Perhaps we’ll go away first—back to Iowa, to Peter on the farm. Or to the mountains, to my uncle’s cabin. It will be just settling into winter there and you’ll wear four layers of clothing and your skin will still be flushed green with the chill; I’ll cook eggs in the kitchen that looks out over the valley and bring them to you in bed so that you don’t have to leave your nest of blankets. I will ride horses and you will watch and your anxiety will be a shrill whine in my skull and I will ignore it, the way you will ignore the amusement it engenders in response. We’ll remember all the days that have made us who we are, and, wrapped in memories, we’ll take our leave of this planet where I learned to be one man, and on another planet I’ll learn to be a man who sits quietly in an empty house and remembers other times.

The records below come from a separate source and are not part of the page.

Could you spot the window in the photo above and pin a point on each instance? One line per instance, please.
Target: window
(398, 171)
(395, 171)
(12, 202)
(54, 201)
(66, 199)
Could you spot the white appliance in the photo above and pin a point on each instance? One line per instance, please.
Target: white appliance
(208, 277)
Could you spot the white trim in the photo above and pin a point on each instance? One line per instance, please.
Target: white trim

I shrug off the comforter and swing my legs out and over the mattress, touching my feet to the floor. You cross the room to the bathroom door, arching your back as you go, stretching out the knots that have formed overnight between your shoulder blades. My body is less forgiving than yours; it creaks and protests and my skin recoils as my soles touch the floor. A dagger of cold shoots up through my feet and makes me catch my breath, and I feel your amused glance in my direction at the tiny noise.


“You should talk,” I say affectionately. You are wearing three pairs of socks.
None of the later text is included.